The investment cost of batteries was set to 300 EUR/kWh based on the work of Nykvist and Nilsson (2015), who estimated in 2014 that battery prices for electric vehicles were expected to drop to 230 USD/kWh by 2017–2018. The fact that the reported estimated was largely based on market leaders, such as Tesla and Nissan, led us to use a more conservative cost factor. The investment cost of the hydrogen storage system was set to 45 EUR/kWh, based on the value of 1500 USD/kg reported by Al-Sharafi et al. (2017) following unit conversion.

The investment cost of gas boilers, heat pumps and refrigeration units is taken from NERA and AEA (2009). Prices referred to small residential applications are taken for the off-grid dwelling case, while prices for industrial units are considered for the cruise ship case.
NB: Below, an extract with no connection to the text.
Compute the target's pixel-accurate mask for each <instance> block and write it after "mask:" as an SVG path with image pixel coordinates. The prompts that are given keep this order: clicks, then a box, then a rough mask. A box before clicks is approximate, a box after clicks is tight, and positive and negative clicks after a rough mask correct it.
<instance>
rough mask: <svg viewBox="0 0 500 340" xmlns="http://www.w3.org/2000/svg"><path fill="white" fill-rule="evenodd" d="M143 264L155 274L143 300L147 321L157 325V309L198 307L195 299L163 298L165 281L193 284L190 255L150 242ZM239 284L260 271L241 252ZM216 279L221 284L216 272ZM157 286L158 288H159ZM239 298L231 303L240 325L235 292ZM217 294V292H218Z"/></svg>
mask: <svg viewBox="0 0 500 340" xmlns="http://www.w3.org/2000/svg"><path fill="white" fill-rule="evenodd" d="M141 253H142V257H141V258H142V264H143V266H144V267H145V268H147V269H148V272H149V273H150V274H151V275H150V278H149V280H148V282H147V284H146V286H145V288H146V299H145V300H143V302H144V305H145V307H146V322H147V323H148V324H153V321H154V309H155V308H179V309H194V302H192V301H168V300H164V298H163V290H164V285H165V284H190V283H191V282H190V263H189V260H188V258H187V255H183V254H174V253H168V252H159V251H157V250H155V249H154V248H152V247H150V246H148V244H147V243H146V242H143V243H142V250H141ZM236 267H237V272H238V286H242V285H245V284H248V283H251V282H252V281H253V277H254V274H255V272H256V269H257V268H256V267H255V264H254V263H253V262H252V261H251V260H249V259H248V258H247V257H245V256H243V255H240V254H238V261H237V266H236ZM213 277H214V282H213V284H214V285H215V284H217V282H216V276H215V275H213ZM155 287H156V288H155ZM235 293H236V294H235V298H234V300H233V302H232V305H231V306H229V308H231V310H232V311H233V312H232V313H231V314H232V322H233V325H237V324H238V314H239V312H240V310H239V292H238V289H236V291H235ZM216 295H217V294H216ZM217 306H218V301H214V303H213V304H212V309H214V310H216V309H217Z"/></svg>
Traditional components are assigned a lifetime of 20 years, while the SOFC systems are assigned a lifetime of 6 years, based on 50,000 h of operations and on a use of roughly 8,000 h/year, as the SOFC is responsible for the base-load of the ship and hence operated continuously. We assumed a 8-year lifetime for the PEMFC. Despite the general expected lower duration of PEMFCs compared to SOFCs, the PEMFC is not expected to be used continuously in the proposed system configuration. The assumption is based on an operational life of 30,000 h and on 4,000 h of operations per year. It should be noted that these assumptions can be considered as conservative, as in real applications only the fuel stacks, and not the full system, would be replaced.